L’électricien ayant travaillé chez les Picasso affirme que les œuvres en sa possession lui auraient été données par la veuve de l’artiste. La famille Picasso et l’accusation dénoncent un « nouveau mensonge »

Par Vincent Noce · Le Journal des Arts

Le 8 novembre 2016 - 774 mots

AIX-EN-PROVENCE

Lors de son procès en appel, Pierre Le Guennec, l’ancien électricien de Picasso chez lequel ont été saisies 271 œuvres de l’artiste, a reconnu avoir menti. Tout en se défendant d’avoir volé ces dessins, il affirme qu’ils lui auraient été offerts par Jacqueline Picasso afin de les soustraire à l’inventaire lors de la succession. Un scénario que conteste vivement la famille de l’artiste.

AIX-EN-PROVENCE - Pierre Le Guennec, l’électricien de Picasso dans les années 1970 chez lequel ont été saisies 271 œuvres du peintre, est-il un « artiste du mensonge » ou un homme simple, « ruiné » et « écrasé par les événements » ? Lundi 31 septembre, la cour d’appel d’Aix-en-Provence a entendu les deux versions. Condamnés en 2015 à deux ans de prison avec sursis, Pierre Le Guennec, 78 ans, et son épouse Danielle, 73 ans, ont changé de ligne de défense. Leurs trois avocats cannois et bordelais ont soudainement disparu, remplacés par un ténor du barreau, Me Éric Dupond-Moretti, qui a vivement attaqué la gestion du dossier par ses prédécesseurs.

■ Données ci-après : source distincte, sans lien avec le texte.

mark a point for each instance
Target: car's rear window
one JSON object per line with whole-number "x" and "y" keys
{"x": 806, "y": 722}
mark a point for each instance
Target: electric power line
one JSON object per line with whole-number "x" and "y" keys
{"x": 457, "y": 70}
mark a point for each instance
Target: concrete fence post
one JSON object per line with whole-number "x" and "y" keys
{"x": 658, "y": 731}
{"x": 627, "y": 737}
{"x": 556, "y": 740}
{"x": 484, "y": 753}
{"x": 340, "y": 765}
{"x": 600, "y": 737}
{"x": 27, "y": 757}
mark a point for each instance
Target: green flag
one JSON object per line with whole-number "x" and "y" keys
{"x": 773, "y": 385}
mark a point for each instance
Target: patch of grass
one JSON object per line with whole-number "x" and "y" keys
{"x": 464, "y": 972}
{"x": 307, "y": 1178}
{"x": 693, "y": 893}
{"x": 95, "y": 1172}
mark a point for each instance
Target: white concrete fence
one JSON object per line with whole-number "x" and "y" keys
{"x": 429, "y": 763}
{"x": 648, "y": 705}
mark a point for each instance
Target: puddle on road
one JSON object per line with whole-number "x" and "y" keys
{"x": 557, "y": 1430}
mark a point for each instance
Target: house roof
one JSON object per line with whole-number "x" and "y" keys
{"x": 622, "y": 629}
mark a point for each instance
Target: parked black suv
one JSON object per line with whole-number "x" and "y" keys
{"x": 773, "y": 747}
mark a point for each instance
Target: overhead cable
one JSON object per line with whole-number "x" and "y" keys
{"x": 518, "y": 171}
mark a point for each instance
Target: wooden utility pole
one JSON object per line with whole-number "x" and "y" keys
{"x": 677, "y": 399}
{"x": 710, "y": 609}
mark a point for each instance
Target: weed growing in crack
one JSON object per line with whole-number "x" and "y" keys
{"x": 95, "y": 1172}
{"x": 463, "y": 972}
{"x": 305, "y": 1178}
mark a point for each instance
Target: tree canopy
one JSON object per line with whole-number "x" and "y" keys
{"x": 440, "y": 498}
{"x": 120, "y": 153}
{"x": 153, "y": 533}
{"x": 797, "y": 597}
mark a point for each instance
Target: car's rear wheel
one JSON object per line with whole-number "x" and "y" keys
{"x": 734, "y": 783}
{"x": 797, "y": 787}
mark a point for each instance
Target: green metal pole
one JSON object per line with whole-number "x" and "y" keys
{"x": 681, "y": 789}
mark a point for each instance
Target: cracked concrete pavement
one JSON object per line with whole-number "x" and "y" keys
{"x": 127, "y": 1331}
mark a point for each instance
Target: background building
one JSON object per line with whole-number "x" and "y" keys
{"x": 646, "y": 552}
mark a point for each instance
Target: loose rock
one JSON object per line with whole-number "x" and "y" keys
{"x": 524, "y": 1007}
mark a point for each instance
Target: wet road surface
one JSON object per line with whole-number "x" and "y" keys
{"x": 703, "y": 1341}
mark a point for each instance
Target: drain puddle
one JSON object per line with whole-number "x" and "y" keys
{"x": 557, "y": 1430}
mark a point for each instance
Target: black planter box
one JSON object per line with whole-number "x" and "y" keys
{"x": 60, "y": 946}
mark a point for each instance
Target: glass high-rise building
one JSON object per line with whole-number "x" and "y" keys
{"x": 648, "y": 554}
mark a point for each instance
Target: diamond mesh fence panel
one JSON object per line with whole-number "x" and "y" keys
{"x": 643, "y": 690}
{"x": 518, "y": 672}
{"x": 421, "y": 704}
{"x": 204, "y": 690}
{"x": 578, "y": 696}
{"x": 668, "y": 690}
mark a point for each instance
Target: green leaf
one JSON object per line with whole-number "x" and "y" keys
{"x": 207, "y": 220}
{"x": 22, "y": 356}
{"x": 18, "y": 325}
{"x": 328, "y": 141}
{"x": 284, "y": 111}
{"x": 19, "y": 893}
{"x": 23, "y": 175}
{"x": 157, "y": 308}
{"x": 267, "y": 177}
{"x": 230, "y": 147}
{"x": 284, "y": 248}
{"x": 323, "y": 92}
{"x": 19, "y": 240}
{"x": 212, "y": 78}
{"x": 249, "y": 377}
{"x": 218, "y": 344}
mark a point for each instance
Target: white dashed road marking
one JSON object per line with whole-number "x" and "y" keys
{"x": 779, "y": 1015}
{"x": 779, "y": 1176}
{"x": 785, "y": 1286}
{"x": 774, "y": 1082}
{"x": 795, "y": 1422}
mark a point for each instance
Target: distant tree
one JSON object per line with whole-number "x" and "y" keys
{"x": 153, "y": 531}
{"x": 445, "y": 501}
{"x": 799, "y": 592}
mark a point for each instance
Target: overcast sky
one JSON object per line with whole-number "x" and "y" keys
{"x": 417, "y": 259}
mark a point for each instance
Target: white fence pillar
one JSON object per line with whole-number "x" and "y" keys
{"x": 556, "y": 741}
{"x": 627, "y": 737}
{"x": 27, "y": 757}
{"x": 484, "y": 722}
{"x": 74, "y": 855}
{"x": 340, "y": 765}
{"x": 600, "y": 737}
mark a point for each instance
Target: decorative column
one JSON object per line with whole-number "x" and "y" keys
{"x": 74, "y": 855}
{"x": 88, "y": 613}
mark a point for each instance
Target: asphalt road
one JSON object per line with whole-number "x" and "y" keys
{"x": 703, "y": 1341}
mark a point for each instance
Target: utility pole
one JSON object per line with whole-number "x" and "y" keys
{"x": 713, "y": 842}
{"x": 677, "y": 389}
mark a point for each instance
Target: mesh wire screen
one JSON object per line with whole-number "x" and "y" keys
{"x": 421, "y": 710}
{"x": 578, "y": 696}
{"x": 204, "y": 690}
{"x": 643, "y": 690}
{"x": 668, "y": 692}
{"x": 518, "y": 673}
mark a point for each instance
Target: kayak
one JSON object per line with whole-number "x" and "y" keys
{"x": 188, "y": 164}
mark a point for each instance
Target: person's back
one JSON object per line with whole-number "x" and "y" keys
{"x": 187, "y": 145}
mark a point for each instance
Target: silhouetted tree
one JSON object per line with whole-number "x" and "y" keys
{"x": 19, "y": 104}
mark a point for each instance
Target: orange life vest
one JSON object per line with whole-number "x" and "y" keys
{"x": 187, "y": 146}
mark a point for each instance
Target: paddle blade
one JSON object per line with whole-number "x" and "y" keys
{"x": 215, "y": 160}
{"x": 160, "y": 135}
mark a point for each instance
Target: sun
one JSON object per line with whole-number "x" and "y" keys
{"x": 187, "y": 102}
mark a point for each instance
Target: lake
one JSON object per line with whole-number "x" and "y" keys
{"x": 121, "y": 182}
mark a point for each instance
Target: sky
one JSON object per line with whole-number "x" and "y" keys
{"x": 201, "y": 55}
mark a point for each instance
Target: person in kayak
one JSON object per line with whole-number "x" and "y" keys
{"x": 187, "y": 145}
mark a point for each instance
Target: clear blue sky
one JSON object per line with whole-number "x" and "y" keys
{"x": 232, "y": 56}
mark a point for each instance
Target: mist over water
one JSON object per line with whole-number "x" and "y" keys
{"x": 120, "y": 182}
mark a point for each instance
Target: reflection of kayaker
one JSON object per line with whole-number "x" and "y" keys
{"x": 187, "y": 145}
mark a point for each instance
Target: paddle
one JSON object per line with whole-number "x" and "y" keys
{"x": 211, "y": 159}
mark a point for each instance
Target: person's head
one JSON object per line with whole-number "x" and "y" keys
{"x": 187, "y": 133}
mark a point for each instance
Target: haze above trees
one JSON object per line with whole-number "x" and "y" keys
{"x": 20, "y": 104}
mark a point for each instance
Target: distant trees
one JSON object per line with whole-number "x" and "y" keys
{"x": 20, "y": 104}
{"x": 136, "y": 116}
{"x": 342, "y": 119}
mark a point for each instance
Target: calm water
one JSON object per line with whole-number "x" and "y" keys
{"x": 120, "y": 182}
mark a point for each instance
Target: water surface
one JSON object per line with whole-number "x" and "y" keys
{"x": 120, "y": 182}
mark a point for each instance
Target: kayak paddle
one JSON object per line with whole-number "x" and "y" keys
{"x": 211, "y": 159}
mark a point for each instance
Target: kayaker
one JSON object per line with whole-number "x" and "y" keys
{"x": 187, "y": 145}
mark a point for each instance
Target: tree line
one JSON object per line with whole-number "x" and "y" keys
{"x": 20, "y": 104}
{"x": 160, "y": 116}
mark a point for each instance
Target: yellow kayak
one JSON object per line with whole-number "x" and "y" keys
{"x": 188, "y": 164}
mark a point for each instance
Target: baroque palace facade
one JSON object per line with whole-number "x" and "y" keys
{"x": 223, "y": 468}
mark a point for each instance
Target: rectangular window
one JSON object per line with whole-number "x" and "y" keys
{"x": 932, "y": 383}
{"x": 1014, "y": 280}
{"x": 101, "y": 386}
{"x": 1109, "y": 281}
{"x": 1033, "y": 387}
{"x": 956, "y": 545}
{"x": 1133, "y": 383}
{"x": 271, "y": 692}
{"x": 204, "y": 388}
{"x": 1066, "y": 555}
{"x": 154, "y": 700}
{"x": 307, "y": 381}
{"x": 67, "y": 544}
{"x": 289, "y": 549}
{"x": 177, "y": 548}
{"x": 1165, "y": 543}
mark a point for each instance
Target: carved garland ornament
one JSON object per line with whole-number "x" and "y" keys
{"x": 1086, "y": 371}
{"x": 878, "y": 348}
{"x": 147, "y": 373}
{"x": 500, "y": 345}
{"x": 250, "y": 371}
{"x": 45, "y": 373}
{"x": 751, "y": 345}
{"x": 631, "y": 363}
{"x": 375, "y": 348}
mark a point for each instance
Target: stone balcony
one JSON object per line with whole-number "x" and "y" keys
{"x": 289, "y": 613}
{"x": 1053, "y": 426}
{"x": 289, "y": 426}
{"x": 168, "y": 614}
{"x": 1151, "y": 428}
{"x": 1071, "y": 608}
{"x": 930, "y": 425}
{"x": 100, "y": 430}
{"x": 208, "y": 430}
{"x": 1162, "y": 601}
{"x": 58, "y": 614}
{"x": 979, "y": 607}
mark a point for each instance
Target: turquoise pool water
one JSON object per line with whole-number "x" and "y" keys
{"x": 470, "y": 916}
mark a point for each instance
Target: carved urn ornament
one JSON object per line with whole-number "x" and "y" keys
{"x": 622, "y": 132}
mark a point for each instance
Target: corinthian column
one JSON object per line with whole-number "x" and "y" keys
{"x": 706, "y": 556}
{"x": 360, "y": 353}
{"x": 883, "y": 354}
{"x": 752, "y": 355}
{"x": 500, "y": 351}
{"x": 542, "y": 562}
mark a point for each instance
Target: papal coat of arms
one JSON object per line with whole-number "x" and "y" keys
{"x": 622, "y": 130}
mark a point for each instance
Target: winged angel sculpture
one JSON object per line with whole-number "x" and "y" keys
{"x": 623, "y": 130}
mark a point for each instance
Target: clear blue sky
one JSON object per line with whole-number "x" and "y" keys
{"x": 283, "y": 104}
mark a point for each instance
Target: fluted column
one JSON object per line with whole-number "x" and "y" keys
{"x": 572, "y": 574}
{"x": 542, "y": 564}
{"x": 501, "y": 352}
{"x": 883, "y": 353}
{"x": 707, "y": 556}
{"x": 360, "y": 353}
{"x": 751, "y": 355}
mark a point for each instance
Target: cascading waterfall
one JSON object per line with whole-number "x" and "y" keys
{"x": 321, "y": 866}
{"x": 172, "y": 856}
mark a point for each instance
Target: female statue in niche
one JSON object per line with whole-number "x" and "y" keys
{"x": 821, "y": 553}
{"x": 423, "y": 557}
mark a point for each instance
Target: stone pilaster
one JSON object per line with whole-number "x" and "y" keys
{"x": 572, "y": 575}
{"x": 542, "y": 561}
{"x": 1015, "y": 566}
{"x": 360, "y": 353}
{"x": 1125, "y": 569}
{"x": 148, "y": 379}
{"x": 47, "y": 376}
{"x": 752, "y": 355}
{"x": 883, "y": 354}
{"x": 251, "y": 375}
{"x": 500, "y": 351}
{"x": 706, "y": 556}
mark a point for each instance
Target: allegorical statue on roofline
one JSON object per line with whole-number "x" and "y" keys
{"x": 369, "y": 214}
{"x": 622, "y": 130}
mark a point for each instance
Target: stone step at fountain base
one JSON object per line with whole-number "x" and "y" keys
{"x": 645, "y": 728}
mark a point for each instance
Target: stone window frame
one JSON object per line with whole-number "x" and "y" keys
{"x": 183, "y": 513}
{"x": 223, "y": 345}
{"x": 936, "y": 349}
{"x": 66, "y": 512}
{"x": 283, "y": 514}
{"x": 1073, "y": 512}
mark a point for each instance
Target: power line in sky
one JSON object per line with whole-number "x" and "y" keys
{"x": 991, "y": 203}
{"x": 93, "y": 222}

« J’ai menti », avoue Pierre Le Guennec d’une voix hésitante. Il se défend cependant d’avoir dérobé les œuvres, datant de 1900 à 1932, que le couple a conservées dans le plus grand secret durant plus de quarante ans : de rarissimes collages cubistes, des portraits de la première épouse Olga ou d’amis comme Guillaume Apollinaire ou Max Jacob, deux carnets de croquis… – le tout estimé entre 70 et 80 millions d’euros. Le retraité reconnaît cependant que ce trésor ne provenait pas de Pablo Picasso, comme il l’a affirmé jusqu’alors. Selon cette nouvelle version, « quelques mois » après le décès du peintre en avril 1973, sa veuve Jacqueline lui aurait demandé de « remiser dans son garage 16 ou 17 sacs-poubelle », qu’elle aurait remplis elle-même, à un moment où « elle avait des problèmes avec Claude Picasso ». Claude, qui représentait la succession à l’audience, est le fils du peintre né d’une précédente union, avec Françoise Gilot.

« Quelques mois » plus tard, Jacqueline Picasso aurait demandé à l’électricien de rapporter les sacs-poubelle. Elle lui aurait alors offert « le dernier sac, au hasard ». Même Me Dupond-Moretti le reconnaît, son client est difficile. Il s’embrouille, se contredit, lâche un lapsus : « Monsieur et Madame voulaient que cela reste discret. » Pressé de questions sur les motifs qui ont pu pousser Jacqueline Picasso à dissimuler ce butin, le septuagénaire lâche : « Pour pas qu’elles soient dans la succession, dans l’inventaire », expliquant « avoir menti par peur d’être accusé de vol ou de complicité ». Et pour « ne pas salir » Jacqueline Picasso, renchérit son épouse. Me Dupond-Moretti ne prend pas de gants pourtant pour asséner que les œuvres étaient destinées à « remercier » son client « d’avoir permis à Jacqueline Picasso de faire échapper certaines pièces à l’inventaire ». Il requiert un supplément d’information, en réclamant un examen détaillé de la succession, pour tenter de déterminer le nombre d’« œuvres qui se baladent ».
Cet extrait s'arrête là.